If you’ve been a reader of this blog for any amount of time, you already know I’m a metal head. While listening to that driving double bass drum and the fury of the rhythm guitar can be invigorating, there’s also the matter of the wisdom of the lyrics. Contrary to popular belief, metal bands don’t always sing about demons and blood. Many times there are lessons in the lyrics that can be applied to your everyday life.
Today I’ll explore some great leadership lessons embedded in the lyrics of one of my favorite bands: Metallica. I’ve listened to those guys for over 20 years and I’ve been to many of their shows (which are absolutely amazing).
They put a lot of thought into their lyrics and in a certain context you can apply many of those thoughts to your own leadership style. So here goes – I’ll offer up the song and lyrics then a quick lesson or interpretation of how you can apply them. As an added bonus, I’ll provide a link to the track when available.
So limber up your necks, turn up the volume, and get ready to rock out… here we go!
Jump in the Fire: “There is a job to be done and I’m the one”
This one seems pretty obvious. People expect their leaders to be doers. Sitting on high in the ivory tower and refusing to get your hands dirty is a surefire way to lose their respect. We’re all doing “more with less” these days (I hate that term but it’s true). Your team is probably strapped. There’s no shortage of work to be done.
Take a look around and see if there are tasks you can pick up and run with. They’ll appreciate it not to mention respect you a lot more if you work side by side with them. I’ve hammered on this point before when I talked about crawling under a tank. And you can be sure this won’t be the last time you hear this message from me.
Metal Militia: “We are as one as we all are the same; fighting for one cause”
Team alignment is difficult to do but that’s your job as the leader. That alignment starts with recognition of everyone’s talents and the contributions they can make. There is a sense of egalitarianism embedded in this lyric. “We all are the same” – translation: no one is better than anyone else.
When you treat the team members as equals (not necessarily in skills or performance but in respect for them as individuals) you’re setting a solid foundation for your work. From there, pointing them in one direction and galvanizing them against a common enemy (the recession, maybe?) can create an unstoppable team.

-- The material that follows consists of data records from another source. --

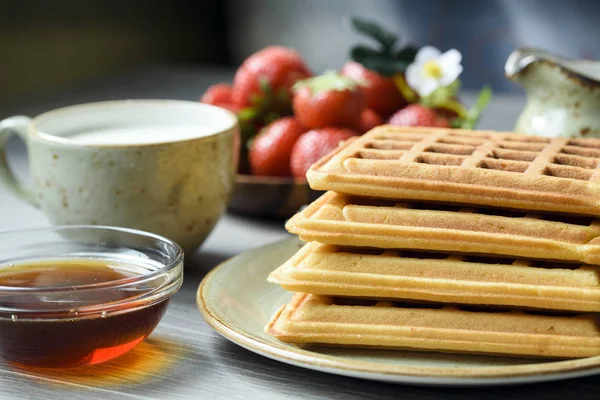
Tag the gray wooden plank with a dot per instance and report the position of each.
(185, 358)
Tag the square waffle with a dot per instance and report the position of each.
(354, 221)
(325, 320)
(438, 277)
(498, 169)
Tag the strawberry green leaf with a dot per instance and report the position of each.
(373, 30)
(330, 80)
(407, 54)
(362, 54)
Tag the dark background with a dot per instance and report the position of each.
(48, 45)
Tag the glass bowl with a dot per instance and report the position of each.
(75, 324)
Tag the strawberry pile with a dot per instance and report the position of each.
(289, 118)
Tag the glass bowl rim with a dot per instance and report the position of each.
(177, 259)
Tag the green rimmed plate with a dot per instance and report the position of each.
(236, 299)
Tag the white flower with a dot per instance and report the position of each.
(432, 69)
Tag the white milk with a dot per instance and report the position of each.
(132, 135)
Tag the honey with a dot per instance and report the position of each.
(54, 318)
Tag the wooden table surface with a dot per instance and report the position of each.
(184, 358)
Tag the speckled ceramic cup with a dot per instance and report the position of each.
(171, 181)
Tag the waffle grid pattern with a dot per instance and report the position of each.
(564, 158)
(486, 168)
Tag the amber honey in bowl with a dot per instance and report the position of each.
(41, 323)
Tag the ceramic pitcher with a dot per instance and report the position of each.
(563, 95)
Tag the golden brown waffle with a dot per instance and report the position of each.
(362, 222)
(324, 320)
(437, 277)
(471, 167)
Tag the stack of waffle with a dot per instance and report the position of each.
(449, 240)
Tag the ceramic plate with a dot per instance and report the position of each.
(237, 301)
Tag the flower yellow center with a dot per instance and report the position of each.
(432, 69)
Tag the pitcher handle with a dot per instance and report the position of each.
(8, 127)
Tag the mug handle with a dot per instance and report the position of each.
(8, 127)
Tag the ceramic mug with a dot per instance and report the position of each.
(161, 166)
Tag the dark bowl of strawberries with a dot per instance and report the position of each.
(290, 118)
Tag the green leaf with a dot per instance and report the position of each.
(362, 54)
(373, 30)
(247, 114)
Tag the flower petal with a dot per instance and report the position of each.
(426, 53)
(452, 56)
(450, 74)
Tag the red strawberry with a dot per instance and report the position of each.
(219, 93)
(229, 106)
(270, 151)
(381, 92)
(315, 144)
(275, 67)
(369, 119)
(418, 115)
(328, 100)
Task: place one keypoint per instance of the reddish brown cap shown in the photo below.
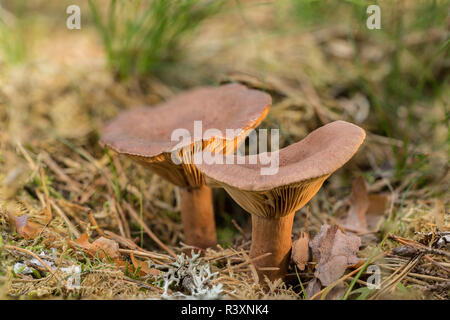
(303, 167)
(144, 133)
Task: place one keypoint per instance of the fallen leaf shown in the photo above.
(313, 287)
(102, 247)
(378, 203)
(366, 210)
(27, 229)
(143, 267)
(300, 251)
(334, 251)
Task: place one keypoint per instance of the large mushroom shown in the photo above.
(145, 135)
(272, 200)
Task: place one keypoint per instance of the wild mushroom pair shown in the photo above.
(145, 135)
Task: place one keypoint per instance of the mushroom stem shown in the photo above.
(272, 235)
(197, 216)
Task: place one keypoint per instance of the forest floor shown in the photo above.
(60, 190)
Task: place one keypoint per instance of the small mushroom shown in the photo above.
(145, 135)
(272, 200)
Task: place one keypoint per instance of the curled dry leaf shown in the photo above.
(334, 251)
(102, 247)
(300, 251)
(27, 229)
(365, 210)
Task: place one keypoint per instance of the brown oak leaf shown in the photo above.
(365, 210)
(101, 248)
(26, 228)
(334, 251)
(300, 251)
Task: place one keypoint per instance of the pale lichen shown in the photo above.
(190, 278)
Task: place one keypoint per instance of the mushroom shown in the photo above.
(272, 200)
(145, 135)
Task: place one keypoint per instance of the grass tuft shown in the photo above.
(141, 36)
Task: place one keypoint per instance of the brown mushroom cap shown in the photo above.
(303, 167)
(144, 133)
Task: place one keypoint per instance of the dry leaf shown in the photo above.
(365, 210)
(334, 251)
(26, 228)
(144, 268)
(300, 251)
(378, 203)
(102, 247)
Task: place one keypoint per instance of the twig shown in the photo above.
(34, 255)
(71, 227)
(94, 222)
(151, 234)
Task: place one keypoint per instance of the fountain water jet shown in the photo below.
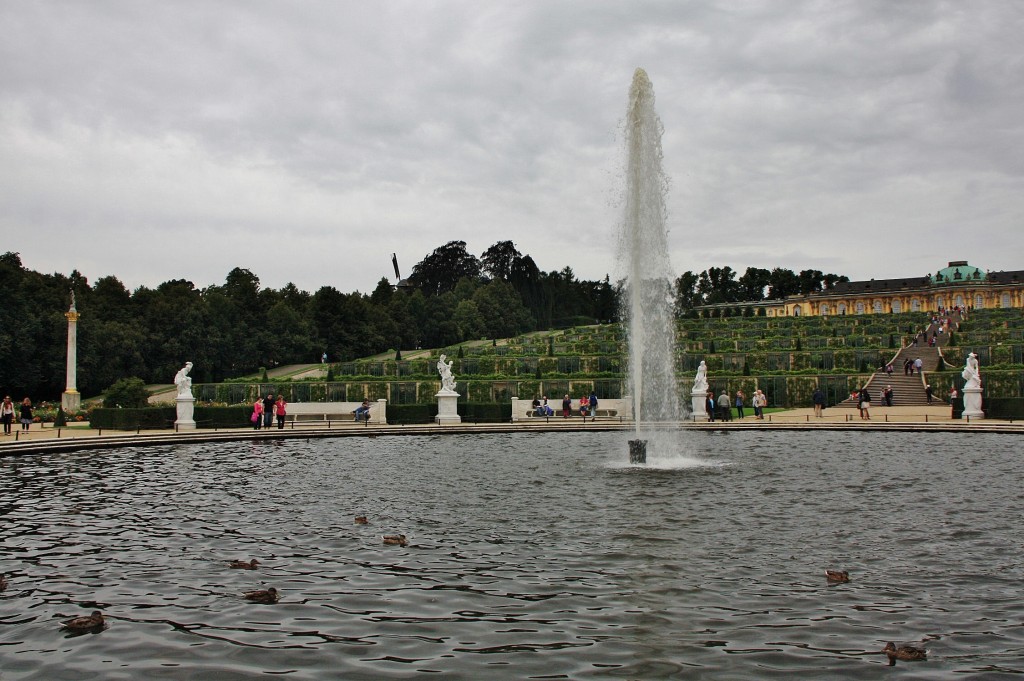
(644, 256)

Bureaucracy is the death of creativity. I recognize organizations need to have policies, processes, and procedures and you as a leader must uphold those standards. You also have a responsibility to recognize when process or policy is getting in the way of the right decision. You sometimes have to be the human crapshield.
How many times have you seen companies lose customers because they appeal to policy instead of doing what’s right? How many employees have you frustrated (or even lost) over the years because your processes stifled their ability to do their work? At that point you are done in. I want you to go out today and find a stupid policy or bad decision and right that wrong. Your organization will be better for it.
Holier Than Thou: “Little whispers circle around your head; Why don’t you worry about yourself instead”
Gossip kills. It kills productivity. It destroys morale. It has no place in the organization. Everyone is looking to you (their leader) for cues on how to handle such talk. If you participate, you’re in a horrible place. If you let it happen and don’t correct it, you’re just as complicit as the person spreading it.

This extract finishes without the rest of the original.